Freitag, 12. Februar 2010

7 - Transfer Pnom Penh nach Saigon

Samstag 06.02 2009
von Benjamin Maus

Der an diesem Tag anstehende Transfer von Pnom Penh (Kambodscha) nach Saigon/Ho Chi Minh (Vietnam) wurde mit einem klimatisierten Reisebus unternommen.
Die Gruppe konnte leider nur auf 15 dezimiert reisen, da es bei einem Studenten Probleme mit dem Visum gab. Dieser verblieb nach Verabschiedung für einen weiteren Tag im Hotel.
Nach 3 Tagen sollte er in Singapur wieder zu unserer Gruppe stossen.

Nach 45 Minuten Verzögerung konnte die etwa 6 stündige Fahrt beginnen.
Über die Nationalstrasse 5 erreichten wir im "Tram-Chim-National-Feuchtschutzgebiet" den Mekong und mussten mit einer Fähre übergesetzt werden. Am Grenzübergang "Bavet-->Moc Bai" angekommen musste sämtliches Gepäck inklusive der durch Müdigkeit gezeichneten Besatzung den Bus verlassen und wurde nach kurzer Wartezeit vom dortigen Grenzpersonal abgefertigt.

Nachdem der Bus Saigon erreicht hatte, wurde die Gruppe an einem Sammelpunkt abgesetzt und mit Taxis in das Hotel gebracht.

Im "Tan Hoang Ngoc Hotel" eingecheckt wurde schnell klar, das dieses Etablisement ein Highlight der Reise darstellen sollte. Neben Großen und Vorteilhaft geschnittenen Suiten, die teilweise auf mehrere Zimmer aufgeteilt waren und über ein Bad mit Mannschaftsdusche verfügten, konnte in einem Spa & Wellness Bereich, welcher auf der gesamten 2. Etage angesiedelt war, nahezu jegliche Verspannung gelöst werden, die durch die Strapazen der vergangenen Tage entstanden sein mag.

Die Strassen in unmittelbaren Nähe zum Hotel waren durch scheinbar provisorische Freiluftverdrahtungen und ein extrem hohes Aufkommen von Motorrollern geprägt.
Verkehrsregeln schienen für die Lenker eines solchen völlig absolet.
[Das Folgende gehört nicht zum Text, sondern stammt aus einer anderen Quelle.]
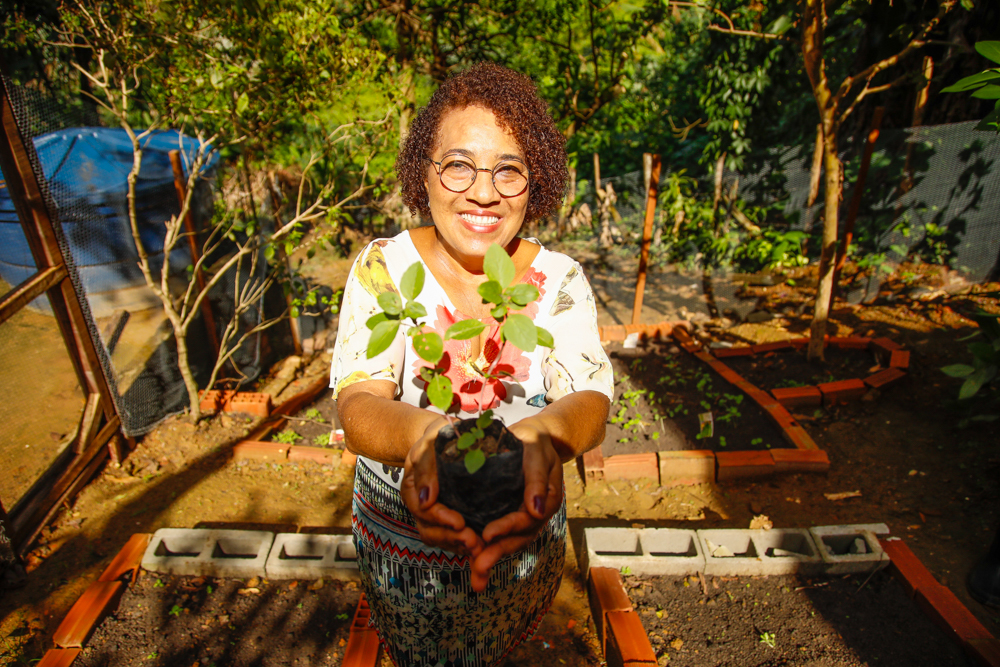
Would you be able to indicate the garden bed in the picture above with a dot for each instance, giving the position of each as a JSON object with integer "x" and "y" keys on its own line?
{"x": 660, "y": 391}
{"x": 170, "y": 620}
{"x": 845, "y": 621}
Hier galt vielmehr: "Der Grössere/Mutigere/Schnellere hat Vorfahrt". Trotz des augescheinlichen Chaos schien der Verkehr gut zu fliessen. Optimale Ausnutzung von Platz, denn freigewordene Lücken werden sofort durch knatternde und hupende Zwei- und Viertaktbetriebene Zweiräder ausgefüllt.

Am Abend speiste die Gruppe in dem Restaurant "Quan An Ngon", welches bei Touristen und Einheimischen äuserste Beliebtheit geniesst. Hier konnte der vietnamesischen Küche auf Dachterassen unter freiem Himmel der ein oder andere würzige Leckerbissen abgerungen werden.
Das weitläufige Lokal bietet vielen Hungrigen platz, jedoch sind längere Wartezeiten nicht zu vermeiden. Bei unserer Gruppenstärke konnte dies durch eine Reservierung vermieden werden.
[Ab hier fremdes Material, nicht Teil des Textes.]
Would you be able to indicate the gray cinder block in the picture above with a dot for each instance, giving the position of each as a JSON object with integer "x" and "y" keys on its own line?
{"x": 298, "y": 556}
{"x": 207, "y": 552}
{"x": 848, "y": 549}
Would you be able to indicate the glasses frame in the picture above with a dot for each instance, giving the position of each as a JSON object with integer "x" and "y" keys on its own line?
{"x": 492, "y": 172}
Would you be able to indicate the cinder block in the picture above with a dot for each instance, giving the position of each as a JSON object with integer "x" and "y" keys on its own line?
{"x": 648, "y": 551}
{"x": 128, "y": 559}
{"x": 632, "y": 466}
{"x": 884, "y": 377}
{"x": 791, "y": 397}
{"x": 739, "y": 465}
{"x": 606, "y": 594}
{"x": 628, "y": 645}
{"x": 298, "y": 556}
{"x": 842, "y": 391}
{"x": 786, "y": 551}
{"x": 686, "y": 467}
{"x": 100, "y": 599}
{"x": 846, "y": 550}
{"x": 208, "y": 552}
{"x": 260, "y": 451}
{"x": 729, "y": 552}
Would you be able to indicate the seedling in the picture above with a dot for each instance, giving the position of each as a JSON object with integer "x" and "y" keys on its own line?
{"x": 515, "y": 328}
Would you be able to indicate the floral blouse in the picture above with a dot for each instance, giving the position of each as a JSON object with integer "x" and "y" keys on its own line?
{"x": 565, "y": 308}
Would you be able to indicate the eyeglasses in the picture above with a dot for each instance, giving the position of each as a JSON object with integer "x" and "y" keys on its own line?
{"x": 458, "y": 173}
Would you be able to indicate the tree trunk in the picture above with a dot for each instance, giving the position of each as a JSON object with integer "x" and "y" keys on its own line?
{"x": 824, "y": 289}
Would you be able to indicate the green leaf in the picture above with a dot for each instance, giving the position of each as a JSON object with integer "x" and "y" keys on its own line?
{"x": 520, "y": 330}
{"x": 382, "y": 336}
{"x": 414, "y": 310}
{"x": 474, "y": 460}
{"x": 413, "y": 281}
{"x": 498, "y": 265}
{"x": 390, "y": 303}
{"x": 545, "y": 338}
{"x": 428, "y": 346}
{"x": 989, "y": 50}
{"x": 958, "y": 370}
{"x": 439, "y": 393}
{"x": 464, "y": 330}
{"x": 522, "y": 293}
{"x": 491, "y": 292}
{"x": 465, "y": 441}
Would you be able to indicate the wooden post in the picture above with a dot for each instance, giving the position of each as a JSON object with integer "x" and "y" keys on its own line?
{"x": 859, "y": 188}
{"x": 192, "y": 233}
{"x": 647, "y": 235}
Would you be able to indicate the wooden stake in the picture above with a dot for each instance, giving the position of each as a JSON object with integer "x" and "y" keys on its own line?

Leider hatte die Gruppe noch einen Ausfall zu beklagen, denn eine Studentin musste im Krankenhaus behandelt werden. Bei ihr war eine schmerzhafte Schwellung, durch eine in Thailand laienhaft durchgeführte Fussmassage entstanden.

Mit lokalen und internationalen Getränken wurde der Abend abgerundet und ausgeklungen.